For those of you who are a little more cautious, you may have notice we just plugged an unregulated power supply (allegedly 18volts) from the Roomba into a 5 volt device. Yep. Turns out VIN on the Arduino Nano is quite robust and can handle up to about 20volts. That’s nice. 🙂
I See Light, But No Killbot!
Right. So let’s load a test code onto the Arduino. I am not an elegant coder. I know. I write unmaintainable code and I’m ok with that. You should remove the Arduino from the breadboard to do this next bit.
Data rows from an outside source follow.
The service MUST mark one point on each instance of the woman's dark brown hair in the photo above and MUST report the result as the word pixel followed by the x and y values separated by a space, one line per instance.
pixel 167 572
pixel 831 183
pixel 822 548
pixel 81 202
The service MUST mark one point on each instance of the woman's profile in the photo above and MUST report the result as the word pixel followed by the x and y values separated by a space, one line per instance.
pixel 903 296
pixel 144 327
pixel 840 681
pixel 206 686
Plug the Arduino into your computer via USB then upload the code below to the Arduino.
WARNING: If you don’t remove the Arduino from the breadboard to do this, you could accidentally activate the Roomba and it could….I dunno….drive off and pull your computer off the desk?
SoftwareSerial mySerial(8, 9);
int powerPin = 7;
delay(1000); //Give it a second to settle Grettle
mySerial.write(133); //Tell the Roomba to start in the off state in case it’s not there.
delay(500); //Easy there tiger, give it half a second to get it together.
digitalWrite(powerPin, LOW); //This little block toggles pin 7 to wake up the Roomba
mySerial.write(128); //Alright wake the Roomba up by putting it into Passive Mode
mySerial.write(130); //Let the Roomba know who’s boss by putting it into Safe Mode
mySerial.write(141); //Hey Roomba, sing me something.
mySerial.write(2); //Sing me the song of your people.
If everything went to plan your Roomba should loop through a sequence of:
- Power on
- Play a tune
- Power off
If it’s not doing that, something went wrong. Go back and double check everything.